Mental health concerns are a big topic in Tallahassee after a shooting left 17 students and faculty dead last week in Parkland, Florida.

Reports show suspect Nikolas Cruz, 19, was depressed and suffered from ADHD and autism, which raises red flags for how he was able to legally purchase a semi-automatic rifle.

After the massacre, Florida representative Heather Fitzenhagen held a closed-door round table with school leaders, law enforcement, mental health professionals, and even legal experts.

“I was trying to in a quick time-frame get some real information from pros who deal with these problems everyday so I could give this input to people who are making decisions in Tally,” Fitzenhagen said.

A large concern for Fitzenhagen is a lack of follow-up with mental health patients and the disconnect when it comes to relaying important information to schools.

“People are discharged after 72 hours, and they are able to go back out into the community without necessarily any follow up, any additional observation, any care, or even scarier to me, any communication that this incident may have occurred,” Fitzenhagen said.

More secure school entrances and additional safety guards were also discussed at the meeting.

“We also discussed if we should place a tax on firearms and/or ammunition in order to fund some of the safety measures that we were discussing,” Fitzenhagen said.

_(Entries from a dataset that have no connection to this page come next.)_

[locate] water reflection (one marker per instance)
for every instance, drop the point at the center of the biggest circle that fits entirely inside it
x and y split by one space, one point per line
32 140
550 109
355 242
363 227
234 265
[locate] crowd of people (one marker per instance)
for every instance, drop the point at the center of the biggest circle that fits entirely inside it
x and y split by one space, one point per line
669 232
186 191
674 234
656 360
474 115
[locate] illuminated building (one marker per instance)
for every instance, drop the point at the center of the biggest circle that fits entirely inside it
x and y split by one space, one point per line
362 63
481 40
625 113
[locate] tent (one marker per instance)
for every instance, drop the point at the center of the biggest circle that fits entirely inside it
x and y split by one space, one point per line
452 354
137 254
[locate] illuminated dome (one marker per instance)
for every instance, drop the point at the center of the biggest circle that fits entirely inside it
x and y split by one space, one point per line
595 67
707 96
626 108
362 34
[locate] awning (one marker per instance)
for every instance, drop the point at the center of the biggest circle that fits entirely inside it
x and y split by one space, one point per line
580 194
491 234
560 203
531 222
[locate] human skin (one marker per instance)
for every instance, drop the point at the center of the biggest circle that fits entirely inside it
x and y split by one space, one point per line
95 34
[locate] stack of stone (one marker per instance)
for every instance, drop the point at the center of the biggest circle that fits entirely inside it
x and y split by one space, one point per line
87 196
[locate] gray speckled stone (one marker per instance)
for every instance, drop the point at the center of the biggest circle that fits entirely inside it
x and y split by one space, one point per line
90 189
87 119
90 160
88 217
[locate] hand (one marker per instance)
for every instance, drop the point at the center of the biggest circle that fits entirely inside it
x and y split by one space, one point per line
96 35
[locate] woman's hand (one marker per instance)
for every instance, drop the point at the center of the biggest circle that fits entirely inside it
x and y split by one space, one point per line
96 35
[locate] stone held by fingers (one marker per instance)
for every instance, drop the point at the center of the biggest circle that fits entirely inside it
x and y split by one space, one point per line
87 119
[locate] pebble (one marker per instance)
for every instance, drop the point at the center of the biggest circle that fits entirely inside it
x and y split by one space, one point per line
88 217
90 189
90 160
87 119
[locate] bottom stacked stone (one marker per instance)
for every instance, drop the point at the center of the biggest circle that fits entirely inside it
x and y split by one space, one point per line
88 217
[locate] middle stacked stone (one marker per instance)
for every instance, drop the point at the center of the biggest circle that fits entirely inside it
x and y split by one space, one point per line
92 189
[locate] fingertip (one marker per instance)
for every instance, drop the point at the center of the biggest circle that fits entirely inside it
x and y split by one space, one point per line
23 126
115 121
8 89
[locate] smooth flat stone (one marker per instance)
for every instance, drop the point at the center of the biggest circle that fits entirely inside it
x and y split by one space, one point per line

Legal expert William DeForest Thompson, Jr. believes more conversations like these need to happen.

“A while back it might have been appropriate to give families time to grieve,” Thompson, Jr. said. “My own personal opinion is that we’ve gone past that point. I think we need to be talking about this before during and after.”

Fitzenhagen expects funding and an action plan to be in place by the end of the legislative session in March.